OpenCV and the data revolution in computer vision

OpenCV existed before the data revolution in computer vision. In the late 1990s, access to big amounts of data was not a simple task for computer vision researchers. Fast access to the internet was not common, and even universities and big research institutes were not strongly networked. The limited storage capacities of personal and bigger institutional computers did not allow researchers and students to work with big amounts of data, let alone having the computational power (memory and CPU) required to do so. Thus, the research on large-scale computer vision problems was restricted to a selected list of laboratories worldwide, among them MIT's Computer Science and Artificial Intelligence Lab (CSAIL), the University of Oxford Robotics Research Group, Carnegie Mellon (CMU) Robotics Institute, and the California Institute of Technology (CalTech) Computational Vision Group. These laboratories also had the resources to curate big amounts of data on their own to serve the work of local scientists, and their compute clusters were powerful enough to work with that scale of data.

However, the beginning of the 2000s brought a change to this landscape. Fast internet connections enabled it to become a hub for research and data exchange, and in parallel, compute and storage power exponentially increased year over year. This democratization of large-scale computer vision work has brought the creation of seminal big datasets for computer vision work, such as MNIST (1998), CMU PIE (2000), CalTech 101 (2003), and MIT's LabelMe (2005). The release of these datasets also spurred algorithm research around large-scale image classification, detection, and recognition. Some of the most seminal work in computer vision was enabled directly or indirectly by these datasets, for example, LeCun's handwriting recognition (circa 1990), Viola and Jones' cascaded boosting face detector (2001), Lowe's SIFT (1999, 2004), Dalal's HoG people classifier (2005), and many more.

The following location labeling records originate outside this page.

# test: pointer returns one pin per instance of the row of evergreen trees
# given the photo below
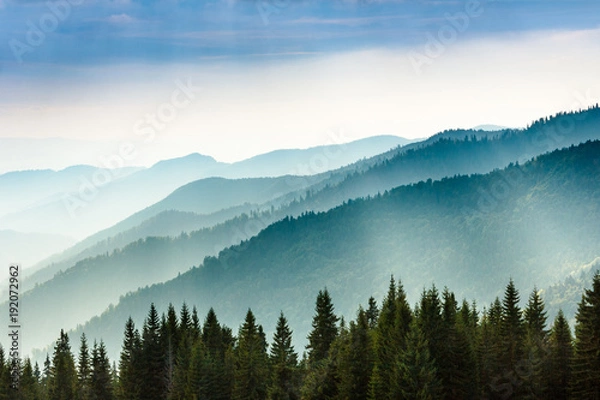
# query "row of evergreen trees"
(437, 350)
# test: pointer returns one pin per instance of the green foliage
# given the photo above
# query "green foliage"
(284, 364)
(560, 358)
(586, 360)
(84, 371)
(62, 383)
(251, 366)
(101, 376)
(418, 377)
(324, 328)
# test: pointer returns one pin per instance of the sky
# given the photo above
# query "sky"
(236, 78)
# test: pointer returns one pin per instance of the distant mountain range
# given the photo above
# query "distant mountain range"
(532, 222)
(447, 154)
(89, 199)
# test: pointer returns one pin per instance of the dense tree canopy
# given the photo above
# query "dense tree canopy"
(439, 349)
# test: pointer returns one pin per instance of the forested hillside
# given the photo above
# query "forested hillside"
(442, 348)
(533, 222)
(445, 154)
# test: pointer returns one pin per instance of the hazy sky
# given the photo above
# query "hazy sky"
(232, 79)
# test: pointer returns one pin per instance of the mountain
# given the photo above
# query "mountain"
(197, 205)
(22, 190)
(96, 199)
(315, 160)
(444, 154)
(533, 222)
(444, 157)
(26, 248)
(490, 128)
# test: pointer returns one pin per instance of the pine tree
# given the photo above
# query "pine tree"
(560, 344)
(511, 329)
(491, 377)
(28, 384)
(251, 368)
(372, 313)
(418, 375)
(284, 364)
(63, 378)
(185, 323)
(456, 366)
(431, 326)
(46, 377)
(195, 324)
(5, 383)
(355, 359)
(101, 377)
(129, 363)
(217, 341)
(83, 371)
(388, 340)
(194, 389)
(170, 338)
(324, 329)
(586, 360)
(153, 377)
(534, 368)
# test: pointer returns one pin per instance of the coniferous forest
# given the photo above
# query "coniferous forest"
(441, 348)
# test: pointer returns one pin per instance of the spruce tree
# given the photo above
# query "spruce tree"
(170, 340)
(251, 368)
(534, 368)
(431, 326)
(586, 360)
(63, 377)
(28, 384)
(130, 363)
(101, 377)
(153, 377)
(284, 364)
(560, 344)
(372, 313)
(324, 329)
(456, 366)
(511, 329)
(83, 370)
(355, 359)
(388, 340)
(417, 373)
(491, 377)
(217, 341)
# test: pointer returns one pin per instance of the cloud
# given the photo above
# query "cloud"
(120, 19)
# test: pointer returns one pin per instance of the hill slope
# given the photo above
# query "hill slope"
(533, 222)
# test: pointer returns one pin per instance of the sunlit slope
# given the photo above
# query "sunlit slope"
(532, 222)
(445, 154)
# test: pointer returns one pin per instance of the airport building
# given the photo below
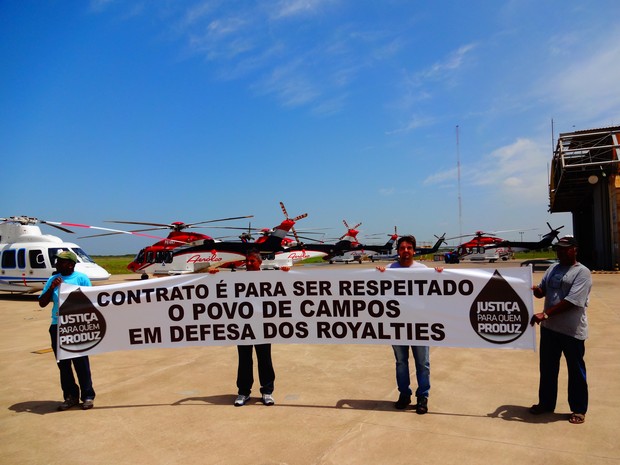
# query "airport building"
(585, 181)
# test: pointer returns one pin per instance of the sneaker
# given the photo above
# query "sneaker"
(402, 402)
(241, 400)
(422, 406)
(68, 403)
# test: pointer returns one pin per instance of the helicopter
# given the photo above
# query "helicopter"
(200, 256)
(348, 248)
(29, 256)
(487, 246)
(156, 258)
(393, 255)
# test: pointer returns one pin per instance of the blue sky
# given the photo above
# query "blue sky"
(164, 111)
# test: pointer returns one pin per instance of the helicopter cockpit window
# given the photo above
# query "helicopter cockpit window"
(8, 259)
(83, 255)
(21, 258)
(53, 251)
(163, 256)
(36, 258)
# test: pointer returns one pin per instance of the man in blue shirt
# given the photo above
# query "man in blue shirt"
(65, 273)
(421, 354)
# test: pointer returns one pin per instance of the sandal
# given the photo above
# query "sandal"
(577, 418)
(422, 406)
(539, 409)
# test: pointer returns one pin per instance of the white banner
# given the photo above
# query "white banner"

The second half of the 2000s saw a sharp increase in data offerings, with many big datasets released, such as CalTech 256 (2006), ImageNet (2009), CIFAR-10 (2009), and PASCAL VOC (2010), all of which still play a vital role in today's research. With the advent of deep neural networks around 2010-2012, and the momentous winning of the ImageNet large-scale visual recognition (ILSVRC) competition by Krizhevsky and Hinton's AlexNet (2012), large datasets became the fashion, and the computer vision world had changed. ImageNet itself has grown to monstrous proportions (more than 14 million photos), and other big datasets did too, such as Microsoft's COCO (2015, with 2.5 million photos), OpenImages V4 (2017, with less than nine million photos), and MIT's ADE20K (2017, with nearly 500,000 object segmentation instances). This recent trend pushed researchers to think on a larger scale, and today's machine learning that tackles such data will often have tens and hundreds of millions of parameters (in a deep neural network), compared to dozens of parameters ten years ago.

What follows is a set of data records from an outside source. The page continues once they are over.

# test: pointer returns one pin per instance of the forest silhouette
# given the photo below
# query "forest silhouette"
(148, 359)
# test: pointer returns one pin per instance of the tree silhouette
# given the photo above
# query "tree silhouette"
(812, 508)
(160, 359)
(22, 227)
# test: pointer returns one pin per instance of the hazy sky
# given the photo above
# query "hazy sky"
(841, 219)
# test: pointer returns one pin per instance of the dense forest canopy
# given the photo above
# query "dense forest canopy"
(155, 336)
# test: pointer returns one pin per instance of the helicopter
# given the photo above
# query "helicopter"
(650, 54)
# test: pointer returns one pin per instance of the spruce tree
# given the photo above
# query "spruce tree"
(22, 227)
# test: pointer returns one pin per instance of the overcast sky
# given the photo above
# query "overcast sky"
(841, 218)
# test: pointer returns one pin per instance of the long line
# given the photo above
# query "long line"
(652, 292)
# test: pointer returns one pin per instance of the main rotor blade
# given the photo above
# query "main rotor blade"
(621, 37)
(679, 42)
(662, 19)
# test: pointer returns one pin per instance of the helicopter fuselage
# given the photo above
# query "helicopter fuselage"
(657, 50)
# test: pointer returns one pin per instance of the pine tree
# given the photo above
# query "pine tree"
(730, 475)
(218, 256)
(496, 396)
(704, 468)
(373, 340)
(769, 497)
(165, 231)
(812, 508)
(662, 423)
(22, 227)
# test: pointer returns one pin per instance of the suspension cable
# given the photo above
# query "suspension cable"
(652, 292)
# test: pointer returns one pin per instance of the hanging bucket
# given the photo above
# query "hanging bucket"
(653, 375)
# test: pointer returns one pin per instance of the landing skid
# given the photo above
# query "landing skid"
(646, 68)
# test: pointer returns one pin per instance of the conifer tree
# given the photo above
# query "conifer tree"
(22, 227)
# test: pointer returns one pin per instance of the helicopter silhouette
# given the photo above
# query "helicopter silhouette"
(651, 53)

OpenCV's early claim to fame was its built-in implementation of the Viola and Jones face detection method, based on a cascade of boosted classifiers, which was a reason for many to select OpenCV in their research or practice. However, OpenCV did not target data-driven computer vision at first. In v1.0, the only machine learning algorithms were the cascaded boosting, hidden Markov model, and some unsupervised methods (such as K-means clustering and expectation maximization). Much of the focus was on image processing, geometric shape and morphological analysis, and so on. Versions 2.x and 3.x added a great deal of standard machine learning capabilities to OpenCV; among them were decision trees, randomized forests and gradient boosting trees, support vector machines (SVM), logistic regression, Naive Bayes classification, and more. As it stands, OpenCV is not a data-driven machine learning library, and in recent versions this becomes more obvious. The opencv_dnn core module lets developers use models learned with external tools (for example, TensorFlow) to run in an OpenCV environment, where OpenCV provides the image preprocessing and post-processing. Nevertheless, OpenCV plays a crucial role in data-driven pipelines, and plays a meaningful role in the scene.